In 1992 I was living in Greenpoint, Brooklyn and on Christmas day I took the B-61 bus up Bedford Ave. to buy drugs in a building on South 3rd Street, that day it was freezing cold, in the low 20’s, and I remember standing in the stairwell of this almost abandoned building waiting for someone to bring “the stuff” and shivering my ass off.
It was cold because it was a city-owned building, and had no heat and the front door didn’t close properly (or lock, for that matter) and the cold wind just swept through the stairwell.
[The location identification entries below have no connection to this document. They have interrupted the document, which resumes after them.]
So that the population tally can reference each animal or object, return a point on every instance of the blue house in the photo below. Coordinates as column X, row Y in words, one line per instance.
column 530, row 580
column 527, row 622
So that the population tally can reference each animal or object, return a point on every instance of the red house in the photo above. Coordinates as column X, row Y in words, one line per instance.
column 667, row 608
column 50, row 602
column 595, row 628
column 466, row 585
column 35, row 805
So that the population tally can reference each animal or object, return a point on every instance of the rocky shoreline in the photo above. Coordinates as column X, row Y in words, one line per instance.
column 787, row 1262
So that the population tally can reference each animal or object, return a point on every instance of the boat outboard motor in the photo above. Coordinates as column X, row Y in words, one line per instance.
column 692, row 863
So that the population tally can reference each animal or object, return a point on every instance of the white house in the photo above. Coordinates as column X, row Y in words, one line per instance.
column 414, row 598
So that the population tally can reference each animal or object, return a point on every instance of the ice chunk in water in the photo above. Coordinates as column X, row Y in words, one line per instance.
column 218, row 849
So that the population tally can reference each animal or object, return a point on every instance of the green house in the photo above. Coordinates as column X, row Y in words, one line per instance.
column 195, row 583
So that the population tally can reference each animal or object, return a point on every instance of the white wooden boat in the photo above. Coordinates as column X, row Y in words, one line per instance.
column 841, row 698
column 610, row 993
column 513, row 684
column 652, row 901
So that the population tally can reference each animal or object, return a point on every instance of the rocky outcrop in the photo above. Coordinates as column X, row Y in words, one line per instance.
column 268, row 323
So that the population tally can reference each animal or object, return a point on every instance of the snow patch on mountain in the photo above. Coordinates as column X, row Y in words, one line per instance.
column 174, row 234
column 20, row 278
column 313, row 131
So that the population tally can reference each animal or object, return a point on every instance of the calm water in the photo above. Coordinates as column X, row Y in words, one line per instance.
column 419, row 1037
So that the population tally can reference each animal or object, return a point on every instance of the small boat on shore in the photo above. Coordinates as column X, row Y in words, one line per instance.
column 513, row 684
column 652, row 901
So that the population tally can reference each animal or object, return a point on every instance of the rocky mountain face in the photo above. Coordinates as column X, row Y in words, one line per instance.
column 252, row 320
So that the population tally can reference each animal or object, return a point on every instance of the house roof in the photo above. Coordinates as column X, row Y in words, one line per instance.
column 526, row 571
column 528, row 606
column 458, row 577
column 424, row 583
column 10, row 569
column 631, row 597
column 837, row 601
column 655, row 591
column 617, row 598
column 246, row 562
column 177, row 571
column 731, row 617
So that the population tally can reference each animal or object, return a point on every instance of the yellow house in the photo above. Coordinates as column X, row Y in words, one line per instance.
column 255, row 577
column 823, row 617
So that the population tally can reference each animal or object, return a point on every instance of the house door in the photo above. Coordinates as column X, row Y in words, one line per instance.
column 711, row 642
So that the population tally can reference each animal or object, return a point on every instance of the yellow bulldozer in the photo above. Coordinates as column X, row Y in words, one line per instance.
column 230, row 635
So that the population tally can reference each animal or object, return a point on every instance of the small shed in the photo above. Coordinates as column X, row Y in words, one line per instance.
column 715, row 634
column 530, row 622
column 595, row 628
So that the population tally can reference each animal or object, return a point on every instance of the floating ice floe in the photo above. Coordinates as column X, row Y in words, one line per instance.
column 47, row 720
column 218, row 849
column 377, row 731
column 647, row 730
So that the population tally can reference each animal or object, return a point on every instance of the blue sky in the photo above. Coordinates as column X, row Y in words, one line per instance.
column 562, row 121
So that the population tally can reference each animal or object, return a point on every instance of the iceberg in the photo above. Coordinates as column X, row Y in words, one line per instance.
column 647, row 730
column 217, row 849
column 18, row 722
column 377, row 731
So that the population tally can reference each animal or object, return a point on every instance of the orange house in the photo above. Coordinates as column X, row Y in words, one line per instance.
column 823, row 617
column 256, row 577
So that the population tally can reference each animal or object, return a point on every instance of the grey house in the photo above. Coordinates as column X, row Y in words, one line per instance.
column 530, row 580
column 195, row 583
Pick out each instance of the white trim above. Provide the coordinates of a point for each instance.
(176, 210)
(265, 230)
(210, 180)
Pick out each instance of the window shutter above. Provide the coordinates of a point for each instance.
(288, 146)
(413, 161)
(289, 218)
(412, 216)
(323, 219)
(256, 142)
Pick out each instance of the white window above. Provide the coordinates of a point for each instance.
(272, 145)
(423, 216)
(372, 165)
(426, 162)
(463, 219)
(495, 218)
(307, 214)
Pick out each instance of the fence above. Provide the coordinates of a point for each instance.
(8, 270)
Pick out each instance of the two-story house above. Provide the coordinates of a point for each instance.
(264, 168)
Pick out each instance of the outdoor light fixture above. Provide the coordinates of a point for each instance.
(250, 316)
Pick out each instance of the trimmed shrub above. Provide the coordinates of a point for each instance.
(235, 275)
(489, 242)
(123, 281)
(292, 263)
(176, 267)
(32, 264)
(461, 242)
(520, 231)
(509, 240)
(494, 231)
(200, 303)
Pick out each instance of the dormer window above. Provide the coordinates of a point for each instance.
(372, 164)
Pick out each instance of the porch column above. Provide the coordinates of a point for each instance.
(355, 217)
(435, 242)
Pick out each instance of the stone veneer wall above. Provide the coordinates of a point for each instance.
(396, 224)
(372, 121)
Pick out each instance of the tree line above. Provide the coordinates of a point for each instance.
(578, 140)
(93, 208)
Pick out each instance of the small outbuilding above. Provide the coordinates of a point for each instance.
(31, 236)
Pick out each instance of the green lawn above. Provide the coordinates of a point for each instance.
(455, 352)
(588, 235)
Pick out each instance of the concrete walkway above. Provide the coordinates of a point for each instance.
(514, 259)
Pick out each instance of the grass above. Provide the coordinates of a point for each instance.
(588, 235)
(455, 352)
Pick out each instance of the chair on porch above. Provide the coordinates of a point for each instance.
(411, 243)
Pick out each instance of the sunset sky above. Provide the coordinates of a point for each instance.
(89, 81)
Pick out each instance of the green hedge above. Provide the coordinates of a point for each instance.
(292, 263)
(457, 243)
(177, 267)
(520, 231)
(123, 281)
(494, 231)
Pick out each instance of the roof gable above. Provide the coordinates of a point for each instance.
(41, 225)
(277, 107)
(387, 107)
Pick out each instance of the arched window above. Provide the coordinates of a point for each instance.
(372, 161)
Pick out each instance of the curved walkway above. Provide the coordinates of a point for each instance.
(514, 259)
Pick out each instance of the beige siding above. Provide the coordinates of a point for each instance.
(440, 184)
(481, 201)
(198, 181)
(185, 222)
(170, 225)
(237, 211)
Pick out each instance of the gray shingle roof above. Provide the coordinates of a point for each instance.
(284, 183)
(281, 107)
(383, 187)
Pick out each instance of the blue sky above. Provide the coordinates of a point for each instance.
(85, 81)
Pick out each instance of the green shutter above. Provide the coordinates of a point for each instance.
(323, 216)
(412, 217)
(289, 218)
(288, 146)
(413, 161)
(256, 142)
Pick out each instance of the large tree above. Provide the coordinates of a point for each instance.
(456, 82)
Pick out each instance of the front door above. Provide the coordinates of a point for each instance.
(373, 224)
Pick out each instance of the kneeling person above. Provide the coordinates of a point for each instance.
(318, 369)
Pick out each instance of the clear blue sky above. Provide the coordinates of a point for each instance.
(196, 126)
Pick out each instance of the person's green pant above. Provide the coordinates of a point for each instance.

Suddenly the lookout, the guy who stood just inside of the unlockable door and peered though the wire mesh glass square in the steel door came running up the stairs.
“The cops!” He said breathlessly as he ran into an apartment and closed and locked the door behind him, leaving me and a dozen other hapless chumps standing in the stairwell. We all stood quietly, hoping the cops would deem it too cold to get out of their car, when we heard them turn on the car P.A. system. I heard the mike key and a cop’s disembodied voice said; “Merry Christmas, assholes!” and with a chuckle and a snort, they shut off the mike, gunned the engine, and roared away in the spirit of giving.
The poorest Christmas I ever had was the first year I was married to my first wife, I was on welfare and she was on unemployment. I gave her a purple kimono from Azuma that cost ten bucks and a ceramic Hello Kitty piggy bank. It was the first time I’d heard of Hello Kitty and Kitty was my pet name for her. I forget what she gave me, probably a book or socks.
The best Christmas when I was married was the fist year I worked as a building service employee and got $1500 in Christmas tips. My ten-year old son Javier got Optimus Prime that year. It cost $40.
The year before I got divorced my wife and I gave each other the same thing, a long handled back scrubber from Bed, Bath, and Beyond. If you are married, beware double gifting.
The year I got divorced, my fist Christmas alone in 20 years I spent at some Protestant Church in Hells Kitchen with a bunch of homeless people listening to a fat guy play a cheap electric organ and singing hymns. I cried my eyes out when we sang “Adeste Fideles.”
Christmas since then have been pretty good, I’ve remarried to a wonderful woman, the lovely Danusia, and we always have a little Christmas Eve get together that we invite people who have no where to go. She likes to make a traditional Polish dinner, and I get to help and spread some cheer.